La Douma (chambre basse du Parlement russe) a adopté définitivement vendredi une loi interdisant aux Américains d'adopter des enfants russes, une décision qui inquiète les orphelinats et a provoqué l'indignation d'une partie de la société en Russie.

Le texte approuvé par une quasi-unanimité des députés (420 pour, 7 contre et une abstention) se veut une réponse à la «liste Magnitski» adoptée aux États-Unis, qui sanctionne des responsables russes coupables de violations des droits de l'Homme.

La nouvelle loi russe prévoit elle aussi de dresser une «liste noire» des Américains indésirables en Russie, soupçonnés d'avoir violé les droits des citoyens russes.

La diplomatie américaine s'est dit «préoccupée» par ce vote. «Ce qui nous inquiète particulièrement dans cette législation - ce que les Russes sont en train de faire - c'est d'empêcher effectivement des enfants de grandir dans un environnement familial de bonheur, d'amour et de respect», a déclaré le porte-parole du département d'État américain, Patrick Ventrell, qui a rappelé que 60 000 petits Russes avaient été adoptés par des Américains ces vingt dernières années.

Plusieurs responsables d'orphelinats russes ont également exprimé leurs regrets.

«Nous n'avons jamais eu aucun problème avec les parents adoptifs américains», a confié à l'AFP la médecin en chef d'un orphelinat de Moscou, Natalia Karanevskaïa.

«Ils ont adopté des enfants très malades, avec des troubles mentaux, des enfants de toxicomanes et d'alcooliques, d'autres atteints de la syphilis et d'hépatite.

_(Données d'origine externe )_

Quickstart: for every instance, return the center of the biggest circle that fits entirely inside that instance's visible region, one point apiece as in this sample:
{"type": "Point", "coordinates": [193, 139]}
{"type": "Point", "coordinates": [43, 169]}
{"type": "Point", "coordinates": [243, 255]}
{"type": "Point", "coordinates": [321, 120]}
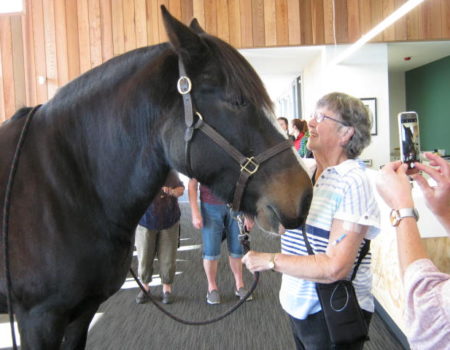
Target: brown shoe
{"type": "Point", "coordinates": [142, 298]}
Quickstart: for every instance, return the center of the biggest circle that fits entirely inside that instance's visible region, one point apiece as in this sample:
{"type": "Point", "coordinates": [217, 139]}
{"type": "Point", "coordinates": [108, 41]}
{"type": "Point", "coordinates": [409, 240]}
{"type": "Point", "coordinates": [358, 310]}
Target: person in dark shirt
{"type": "Point", "coordinates": [157, 235]}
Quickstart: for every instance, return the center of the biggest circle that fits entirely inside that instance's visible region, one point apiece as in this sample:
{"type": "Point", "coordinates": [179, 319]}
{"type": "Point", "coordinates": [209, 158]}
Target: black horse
{"type": "Point", "coordinates": [96, 154]}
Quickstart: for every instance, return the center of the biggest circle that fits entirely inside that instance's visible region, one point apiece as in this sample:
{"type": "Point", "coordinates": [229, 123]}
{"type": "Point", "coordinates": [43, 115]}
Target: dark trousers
{"type": "Point", "coordinates": [312, 333]}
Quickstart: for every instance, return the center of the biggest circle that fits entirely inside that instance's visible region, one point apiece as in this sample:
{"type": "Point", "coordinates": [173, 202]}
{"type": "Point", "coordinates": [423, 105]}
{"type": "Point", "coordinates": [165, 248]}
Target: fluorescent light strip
{"type": "Point", "coordinates": [392, 18]}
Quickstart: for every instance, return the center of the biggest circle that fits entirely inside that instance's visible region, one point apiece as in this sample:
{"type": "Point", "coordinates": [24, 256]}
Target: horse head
{"type": "Point", "coordinates": [231, 98]}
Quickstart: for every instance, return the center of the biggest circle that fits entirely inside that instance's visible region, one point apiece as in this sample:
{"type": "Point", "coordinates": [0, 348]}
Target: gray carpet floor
{"type": "Point", "coordinates": [258, 324]}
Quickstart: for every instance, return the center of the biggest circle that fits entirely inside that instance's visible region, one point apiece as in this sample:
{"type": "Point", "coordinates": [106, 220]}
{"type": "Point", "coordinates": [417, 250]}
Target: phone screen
{"type": "Point", "coordinates": [409, 138]}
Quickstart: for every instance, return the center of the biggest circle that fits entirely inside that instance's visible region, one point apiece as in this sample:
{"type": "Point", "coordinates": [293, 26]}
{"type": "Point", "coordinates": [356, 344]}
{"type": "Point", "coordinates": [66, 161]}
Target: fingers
{"type": "Point", "coordinates": [392, 166]}
{"type": "Point", "coordinates": [423, 184]}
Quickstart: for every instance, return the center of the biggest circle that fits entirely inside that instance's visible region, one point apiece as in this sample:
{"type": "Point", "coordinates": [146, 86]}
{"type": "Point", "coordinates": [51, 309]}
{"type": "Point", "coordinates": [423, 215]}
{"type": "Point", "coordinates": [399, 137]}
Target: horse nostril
{"type": "Point", "coordinates": [305, 203]}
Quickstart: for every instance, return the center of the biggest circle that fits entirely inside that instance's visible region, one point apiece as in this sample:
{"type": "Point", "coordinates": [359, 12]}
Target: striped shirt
{"type": "Point", "coordinates": [342, 192]}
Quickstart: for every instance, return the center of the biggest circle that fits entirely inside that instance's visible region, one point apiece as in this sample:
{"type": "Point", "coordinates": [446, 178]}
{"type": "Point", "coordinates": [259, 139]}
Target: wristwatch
{"type": "Point", "coordinates": [272, 261]}
{"type": "Point", "coordinates": [398, 214]}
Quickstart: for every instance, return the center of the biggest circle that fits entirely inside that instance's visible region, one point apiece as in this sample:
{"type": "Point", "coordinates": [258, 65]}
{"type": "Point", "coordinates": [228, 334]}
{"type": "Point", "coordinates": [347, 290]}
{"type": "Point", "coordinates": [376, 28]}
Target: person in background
{"type": "Point", "coordinates": [343, 213]}
{"type": "Point", "coordinates": [157, 235]}
{"type": "Point", "coordinates": [284, 125]}
{"type": "Point", "coordinates": [427, 290]}
{"type": "Point", "coordinates": [214, 219]}
{"type": "Point", "coordinates": [299, 127]}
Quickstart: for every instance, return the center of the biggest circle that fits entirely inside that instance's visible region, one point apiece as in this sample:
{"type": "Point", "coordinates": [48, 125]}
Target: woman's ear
{"type": "Point", "coordinates": [346, 133]}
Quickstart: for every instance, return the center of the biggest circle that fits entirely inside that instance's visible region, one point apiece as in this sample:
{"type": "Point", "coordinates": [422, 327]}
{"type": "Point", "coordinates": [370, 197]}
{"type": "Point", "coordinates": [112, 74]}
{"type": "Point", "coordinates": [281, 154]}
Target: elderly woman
{"type": "Point", "coordinates": [343, 212]}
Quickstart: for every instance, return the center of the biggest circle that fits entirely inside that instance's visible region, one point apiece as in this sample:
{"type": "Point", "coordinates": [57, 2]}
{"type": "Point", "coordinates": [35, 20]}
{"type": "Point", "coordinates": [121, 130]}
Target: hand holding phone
{"type": "Point", "coordinates": [408, 125]}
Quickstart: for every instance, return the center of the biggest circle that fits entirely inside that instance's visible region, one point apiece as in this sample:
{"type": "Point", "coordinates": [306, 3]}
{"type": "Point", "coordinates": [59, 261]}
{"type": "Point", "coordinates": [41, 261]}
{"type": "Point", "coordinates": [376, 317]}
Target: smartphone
{"type": "Point", "coordinates": [408, 126]}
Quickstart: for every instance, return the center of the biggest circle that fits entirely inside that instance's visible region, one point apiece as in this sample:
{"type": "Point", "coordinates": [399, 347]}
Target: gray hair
{"type": "Point", "coordinates": [353, 113]}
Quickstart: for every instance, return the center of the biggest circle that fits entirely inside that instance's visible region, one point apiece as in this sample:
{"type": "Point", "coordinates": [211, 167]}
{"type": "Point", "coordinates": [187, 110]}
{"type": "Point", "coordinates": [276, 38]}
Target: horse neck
{"type": "Point", "coordinates": [116, 146]}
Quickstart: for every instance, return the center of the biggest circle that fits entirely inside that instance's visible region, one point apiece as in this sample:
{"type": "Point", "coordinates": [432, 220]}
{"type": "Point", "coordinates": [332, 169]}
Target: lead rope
{"type": "Point", "coordinates": [244, 237]}
{"type": "Point", "coordinates": [5, 222]}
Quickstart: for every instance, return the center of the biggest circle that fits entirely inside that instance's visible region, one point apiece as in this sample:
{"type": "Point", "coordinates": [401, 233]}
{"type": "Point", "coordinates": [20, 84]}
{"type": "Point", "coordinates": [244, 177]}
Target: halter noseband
{"type": "Point", "coordinates": [248, 165]}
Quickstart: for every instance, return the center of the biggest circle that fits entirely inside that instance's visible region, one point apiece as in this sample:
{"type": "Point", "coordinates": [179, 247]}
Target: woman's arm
{"type": "Point", "coordinates": [394, 187]}
{"type": "Point", "coordinates": [333, 265]}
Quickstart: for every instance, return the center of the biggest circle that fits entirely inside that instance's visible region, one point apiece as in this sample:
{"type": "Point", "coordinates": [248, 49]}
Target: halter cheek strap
{"type": "Point", "coordinates": [248, 165]}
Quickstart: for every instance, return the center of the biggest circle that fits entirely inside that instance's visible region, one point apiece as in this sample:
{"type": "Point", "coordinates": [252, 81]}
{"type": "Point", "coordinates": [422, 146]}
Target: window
{"type": "Point", "coordinates": [11, 6]}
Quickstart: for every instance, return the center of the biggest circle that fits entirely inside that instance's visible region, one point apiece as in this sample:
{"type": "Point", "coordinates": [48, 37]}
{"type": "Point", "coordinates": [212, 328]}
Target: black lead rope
{"type": "Point", "coordinates": [245, 241]}
{"type": "Point", "coordinates": [5, 222]}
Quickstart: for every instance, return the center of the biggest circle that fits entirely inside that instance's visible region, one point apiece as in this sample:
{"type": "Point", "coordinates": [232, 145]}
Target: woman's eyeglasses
{"type": "Point", "coordinates": [319, 117]}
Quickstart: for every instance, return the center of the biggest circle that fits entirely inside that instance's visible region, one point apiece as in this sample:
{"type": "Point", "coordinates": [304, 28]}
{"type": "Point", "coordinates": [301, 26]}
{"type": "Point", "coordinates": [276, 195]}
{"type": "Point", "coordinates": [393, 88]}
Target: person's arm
{"type": "Point", "coordinates": [197, 220]}
{"type": "Point", "coordinates": [174, 191]}
{"type": "Point", "coordinates": [437, 197]}
{"type": "Point", "coordinates": [394, 187]}
{"type": "Point", "coordinates": [328, 267]}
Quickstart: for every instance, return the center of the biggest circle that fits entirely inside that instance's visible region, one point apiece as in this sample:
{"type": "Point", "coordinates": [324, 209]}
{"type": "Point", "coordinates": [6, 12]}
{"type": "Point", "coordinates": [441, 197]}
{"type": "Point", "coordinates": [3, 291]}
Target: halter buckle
{"type": "Point", "coordinates": [250, 166]}
{"type": "Point", "coordinates": [184, 85]}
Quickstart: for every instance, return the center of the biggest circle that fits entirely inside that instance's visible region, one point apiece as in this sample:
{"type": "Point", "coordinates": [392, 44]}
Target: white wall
{"type": "Point", "coordinates": [364, 75]}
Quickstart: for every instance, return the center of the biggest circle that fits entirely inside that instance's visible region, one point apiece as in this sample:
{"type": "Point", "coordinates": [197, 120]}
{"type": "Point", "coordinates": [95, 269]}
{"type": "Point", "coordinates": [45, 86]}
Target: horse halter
{"type": "Point", "coordinates": [248, 165]}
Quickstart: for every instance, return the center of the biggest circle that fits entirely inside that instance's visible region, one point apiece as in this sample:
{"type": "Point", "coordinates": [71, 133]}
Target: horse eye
{"type": "Point", "coordinates": [238, 102]}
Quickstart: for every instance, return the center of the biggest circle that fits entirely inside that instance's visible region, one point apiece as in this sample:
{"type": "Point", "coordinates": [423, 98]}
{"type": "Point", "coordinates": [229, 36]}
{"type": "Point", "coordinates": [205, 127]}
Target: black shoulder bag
{"type": "Point", "coordinates": [343, 315]}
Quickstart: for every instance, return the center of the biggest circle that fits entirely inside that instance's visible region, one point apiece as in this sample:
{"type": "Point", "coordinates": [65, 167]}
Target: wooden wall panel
{"type": "Point", "coordinates": [73, 45]}
{"type": "Point", "coordinates": [62, 61]}
{"type": "Point", "coordinates": [118, 27]}
{"type": "Point", "coordinates": [317, 23]}
{"type": "Point", "coordinates": [305, 22]}
{"type": "Point", "coordinates": [7, 66]}
{"type": "Point", "coordinates": [258, 23]}
{"type": "Point", "coordinates": [60, 39]}
{"type": "Point", "coordinates": [39, 51]}
{"type": "Point", "coordinates": [223, 26]}
{"type": "Point", "coordinates": [234, 22]}
{"type": "Point", "coordinates": [50, 47]}
{"type": "Point", "coordinates": [247, 23]}
{"type": "Point", "coordinates": [270, 23]}
{"type": "Point", "coordinates": [329, 22]}
{"type": "Point", "coordinates": [282, 23]}
{"type": "Point", "coordinates": [445, 15]}
{"type": "Point", "coordinates": [353, 20]}
{"type": "Point", "coordinates": [106, 29]}
{"type": "Point", "coordinates": [388, 8]}
{"type": "Point", "coordinates": [19, 61]}
{"type": "Point", "coordinates": [294, 22]}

Les enfants de ce genre sont rarement adoptés par des Russes», a regretté Mme Karanevskaïa.

Avec cette loi, «une grande partie de ces enfants resteront dans les orphelinats», a-t-elle estimé.

De 2008 à 2011, 14 660 enfants ont été adoptés en Russie par des Américains, selon les chiffres fournis à l'AFP par le bureau du représentant du président russe pour les droits des enfants Pavel Astakhov.

Selon la même source, pendant la même période, 33 300 enfants ont été adoptés par des Russes. 728 enfants handicapés ont été adoptés par des étrangers et 137 par des Russes.

Les orphelins handicapés qui ne sont pas adoptés passent généralement leur vie dans des foyers et bénéficient d'un minimum de soins.

«Il ne fallait pas politiser cette question», regrette la médecin-chef d'un autre orphelinat pour handicapés à Moscou, Ioulia Talypova.

«Les parents adoptifs étrangers nous envoient régulièrement des rapports sur les enfants adoptés. Tous sont en vie et bien soignés», a-t-elle ajouté.

Le texte voté par la Douma, qui doit encore être approuvé par le Conseil de la Fédération (chambre haute) et promulgué par le président Vladimir Poutine, porte le nom de Dima Iakovlev, un enfant russe mort aux États-Unis en 2008 oublié par son père adoptif américain dans une voiture en pleine chaleur.

D'autres cas d'enfants maltraités par leurs parents adoptifs aux États-Unis ont été très médiatisés ces dernières années en Russie.

L'ambassadeur des États-Unis en Russie Michael McFaul a exprimé son «regret» après le vote de la Douma.

«Ce n'est pas les Américains qui souffriront de cette loi, mais les orphelins qui ne reçoivent pas de soins médicaux convenables en Russie», a affirmé à l'AFP une responsable de l'agence américaine d'adoption International Christian Adoptions, Ekaterina Smyslova.

Si la nouvelle loi est approuvée avant le Nouvel An par la chambre haute du Parlement russe et par le président Poutine, «elle entrera en vigueur le 1er janvier 2013», a indiqué à l'AFP M. Astakhov.

Selon lui, une centaine de demandes de citoyens américains qui veulent adopter des enfants en Russie sont actuellement examinées. «Si ces tribunaux ne se prononcent pas avant le 1er janvier, ces enfants resteront en Russie», a-t-il souligné.

La proposition de loi a provoqué de nombreuses réactions de réprobation en Russie, non seulement chez les ONG spécialisées et les humanitaires, mais aussi de la part du ministre de l'Éducation Dmitri Livanov et du ministre des Affaires étrangères Sergueï Lavrov.

Mais Vladimir Poutine a jugé jeudi qu'il s'agissait d'une réponse «appropriée» à la liste Magnitsky.

Barack Obama a promulgué il y a une semaine la «loi Magnitski» qui interdit l'entrée aux États-Unis et prévoit de saisir les biens de responsables russes impliqués dans la mort en prison en 2009 à Moscou du juriste russe Sergueï Magnitski, ou dans d'autres violations des droits de l'Homme.